Y aquí nos hallamos ante un punto fundamental. "¿Venimos a divertirnos o a hacernos mala sangre?" me preguntan a veces cuando me enojo. Y yo contesto: "A hacernos mala sangre". Sí señor, yo no vengo a divertirme. Para eso está el ludo, el desconfío o el pinchanúmeros, pero nunca el fútbol. Yo quiero sufrir ante el resultado incierto. Padecer la angustia del dominio rival. Sentir miedo ante los golpes y aguantármelo. Quiero imaginar que cada partido es terrible y decisivo. Sé que deberé poner inteligencia y fortaleza. Que hay compañeros que necesitan socorro y adversarios dispuestos a todo. Esta realidad me excita, me entusiasma, me indigna y me enfervoriza, pero no me divierte.

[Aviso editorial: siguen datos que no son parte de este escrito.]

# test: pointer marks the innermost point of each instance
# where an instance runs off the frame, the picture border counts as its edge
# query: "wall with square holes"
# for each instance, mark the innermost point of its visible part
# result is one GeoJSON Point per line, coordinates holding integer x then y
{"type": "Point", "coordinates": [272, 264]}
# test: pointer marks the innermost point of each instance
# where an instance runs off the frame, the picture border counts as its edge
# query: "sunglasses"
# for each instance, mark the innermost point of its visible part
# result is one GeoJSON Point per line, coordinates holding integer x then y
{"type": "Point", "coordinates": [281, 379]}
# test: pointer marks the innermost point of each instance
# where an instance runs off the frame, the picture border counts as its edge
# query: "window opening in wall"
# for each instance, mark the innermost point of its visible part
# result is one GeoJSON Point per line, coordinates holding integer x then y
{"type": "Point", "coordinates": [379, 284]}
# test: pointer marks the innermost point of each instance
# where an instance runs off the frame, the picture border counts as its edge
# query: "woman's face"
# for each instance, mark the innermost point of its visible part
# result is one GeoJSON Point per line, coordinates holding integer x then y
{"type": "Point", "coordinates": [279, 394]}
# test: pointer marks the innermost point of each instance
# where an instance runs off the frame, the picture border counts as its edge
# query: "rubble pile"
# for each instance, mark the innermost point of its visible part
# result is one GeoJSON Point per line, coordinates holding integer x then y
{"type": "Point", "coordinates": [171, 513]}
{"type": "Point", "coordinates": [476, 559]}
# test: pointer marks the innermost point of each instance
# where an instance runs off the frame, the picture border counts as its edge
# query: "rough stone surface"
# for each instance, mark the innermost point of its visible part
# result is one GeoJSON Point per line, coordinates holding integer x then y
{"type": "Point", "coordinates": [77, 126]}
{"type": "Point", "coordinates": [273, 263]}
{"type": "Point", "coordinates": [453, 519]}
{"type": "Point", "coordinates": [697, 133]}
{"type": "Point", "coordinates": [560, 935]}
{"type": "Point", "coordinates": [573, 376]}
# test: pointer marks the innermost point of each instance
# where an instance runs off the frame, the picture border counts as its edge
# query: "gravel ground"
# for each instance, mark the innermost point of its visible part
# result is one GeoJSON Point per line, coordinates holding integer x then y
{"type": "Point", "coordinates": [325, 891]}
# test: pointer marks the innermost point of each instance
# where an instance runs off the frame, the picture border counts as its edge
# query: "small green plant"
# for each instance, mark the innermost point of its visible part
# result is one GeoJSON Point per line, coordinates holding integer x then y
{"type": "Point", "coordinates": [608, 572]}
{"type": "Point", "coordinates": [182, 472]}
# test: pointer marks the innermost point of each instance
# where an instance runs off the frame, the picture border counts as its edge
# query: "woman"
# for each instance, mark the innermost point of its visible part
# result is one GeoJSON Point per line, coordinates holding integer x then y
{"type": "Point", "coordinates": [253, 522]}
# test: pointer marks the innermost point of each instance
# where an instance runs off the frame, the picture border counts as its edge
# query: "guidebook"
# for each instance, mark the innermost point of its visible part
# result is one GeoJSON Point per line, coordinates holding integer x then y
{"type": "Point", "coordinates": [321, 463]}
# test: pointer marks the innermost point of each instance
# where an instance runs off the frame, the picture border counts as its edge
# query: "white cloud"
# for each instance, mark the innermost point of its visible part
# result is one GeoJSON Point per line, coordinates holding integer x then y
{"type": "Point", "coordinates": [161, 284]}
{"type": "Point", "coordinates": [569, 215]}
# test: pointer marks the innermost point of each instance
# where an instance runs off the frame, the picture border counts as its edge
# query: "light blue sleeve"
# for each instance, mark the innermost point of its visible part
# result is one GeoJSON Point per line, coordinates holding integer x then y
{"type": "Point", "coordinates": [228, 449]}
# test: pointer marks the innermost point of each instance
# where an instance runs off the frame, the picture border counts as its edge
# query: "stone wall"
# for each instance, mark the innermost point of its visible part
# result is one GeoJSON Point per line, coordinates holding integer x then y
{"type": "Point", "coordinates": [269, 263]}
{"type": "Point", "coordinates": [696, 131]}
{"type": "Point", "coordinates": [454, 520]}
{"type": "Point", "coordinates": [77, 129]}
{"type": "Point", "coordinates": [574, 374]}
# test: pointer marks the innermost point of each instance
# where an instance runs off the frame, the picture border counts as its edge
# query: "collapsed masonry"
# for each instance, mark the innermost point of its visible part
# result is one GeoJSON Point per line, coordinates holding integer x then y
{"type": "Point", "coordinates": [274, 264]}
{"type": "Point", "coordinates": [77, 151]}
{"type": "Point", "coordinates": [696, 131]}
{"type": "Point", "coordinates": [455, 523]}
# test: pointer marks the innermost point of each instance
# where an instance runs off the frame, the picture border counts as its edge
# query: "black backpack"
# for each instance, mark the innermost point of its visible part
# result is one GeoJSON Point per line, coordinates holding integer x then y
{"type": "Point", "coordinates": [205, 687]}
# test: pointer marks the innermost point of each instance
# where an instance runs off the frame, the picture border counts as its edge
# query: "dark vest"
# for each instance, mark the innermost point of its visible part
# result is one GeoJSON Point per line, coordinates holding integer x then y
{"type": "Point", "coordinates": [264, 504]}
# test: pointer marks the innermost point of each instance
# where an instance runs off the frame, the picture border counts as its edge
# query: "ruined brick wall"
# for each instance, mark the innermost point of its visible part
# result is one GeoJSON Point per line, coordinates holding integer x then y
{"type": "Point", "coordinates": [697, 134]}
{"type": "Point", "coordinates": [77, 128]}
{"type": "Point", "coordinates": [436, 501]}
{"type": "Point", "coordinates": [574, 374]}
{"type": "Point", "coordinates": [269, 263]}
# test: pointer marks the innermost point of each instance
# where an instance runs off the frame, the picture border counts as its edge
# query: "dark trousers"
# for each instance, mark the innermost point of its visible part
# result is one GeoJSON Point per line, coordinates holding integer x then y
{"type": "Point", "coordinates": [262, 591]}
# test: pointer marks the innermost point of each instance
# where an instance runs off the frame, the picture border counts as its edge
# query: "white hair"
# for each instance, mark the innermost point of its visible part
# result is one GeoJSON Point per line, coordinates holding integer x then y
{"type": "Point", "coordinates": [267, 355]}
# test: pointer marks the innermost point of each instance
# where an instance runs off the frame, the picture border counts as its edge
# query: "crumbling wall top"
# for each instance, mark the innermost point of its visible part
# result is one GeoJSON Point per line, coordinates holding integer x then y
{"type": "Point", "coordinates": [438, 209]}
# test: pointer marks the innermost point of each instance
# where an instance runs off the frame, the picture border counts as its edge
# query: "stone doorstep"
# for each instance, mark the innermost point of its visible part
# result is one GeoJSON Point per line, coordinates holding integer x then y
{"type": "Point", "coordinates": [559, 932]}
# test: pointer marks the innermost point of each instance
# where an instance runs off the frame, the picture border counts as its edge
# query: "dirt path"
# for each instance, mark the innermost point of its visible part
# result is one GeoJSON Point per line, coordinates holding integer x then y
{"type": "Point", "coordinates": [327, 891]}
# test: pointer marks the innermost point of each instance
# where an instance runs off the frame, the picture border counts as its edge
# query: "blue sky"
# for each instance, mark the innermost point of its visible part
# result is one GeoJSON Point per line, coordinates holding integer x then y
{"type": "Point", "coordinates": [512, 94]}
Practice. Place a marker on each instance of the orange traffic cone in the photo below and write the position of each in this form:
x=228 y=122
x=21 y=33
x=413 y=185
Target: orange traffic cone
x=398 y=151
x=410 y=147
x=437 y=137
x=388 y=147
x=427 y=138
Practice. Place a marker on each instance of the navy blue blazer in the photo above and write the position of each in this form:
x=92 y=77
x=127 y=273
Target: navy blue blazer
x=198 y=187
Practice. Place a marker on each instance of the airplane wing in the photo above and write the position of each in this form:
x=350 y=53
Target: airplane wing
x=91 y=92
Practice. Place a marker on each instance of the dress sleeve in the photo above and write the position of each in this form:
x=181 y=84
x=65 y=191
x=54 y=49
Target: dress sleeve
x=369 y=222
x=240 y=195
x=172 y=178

Y quienes van a la cancha a divertirse han equivocado el lugar.

Una receta para ganar siempre
No se trata de un esquema posicional. Es algo sentimental.

A tomar nota los técnicos, porque esta receta nunca falla.

Pues bien: sostengo que el afecto entre los integrantes de un equipo, lo torna invencible. Por eso no debemos burlarnos socarronamente de aquellos que hablan del "grupo humano". Algo sospechan estos caballeros. Yo recién lo descubrí hace poco. Una frase de Menotti me lo reveló.

El flaco le puso nombre a algo que yo sentía desde hacía mucho tiempo. ¿Por qué uno quiere en su equipo a ciertos tipos? ¿Porque juegan bien? ¿Porque se adaptan mejor al juego de uno? No. Uno los elige porque los quiere más. Ahora lo sé bien. Y sé que nunca podría jugar un buen partido con compañeros a quienes detestara. Es así. Uno está dispuesto a alentar al que se equivoca, si hay afecto. Uno ayuda al que está en apuros, si hay afecto. Uno se mata cuando escucha al amigo que le grita "Bien, Negro". Y este afecto, este viril cariño, es lo mejor que tiene el fútbol. Este juego, señores, no es una escuela de vida, ni una filosofía, ni una cosmovisión, como pretenden hoy en día los deportistas presuntuosos. Pero el solo hecho de aprender a cinchar por un fin común y sacar la cara por el compañero basta para recomendar su práctica con todo calor.

El puntero llega al fondo de la cancha. Se dispone a lanzar centro. Yo estoy en el medio del área. Muy marcado. El puntero no centrea. Elude a su marcador y se viene hacia el área. Uno de los que me marcaba lo va a buscar. En ese momento me la toca. La pelota viene rasante, firme. Yo presiento algo detrás mío. Amago el remate, pero abro las piernas y la dejo pasar. A mis espaldas entra, imparable, el compañero. Le pega un derechazo terrible. Gol.

Cuando vuelve me guiña el ojo. Al pasar me toca, apenas. Casi sin mirarlo le digo "Bien, che".

He pensado en él. He confiado en él. Somos Amigos. Soy feliz. Buenas días.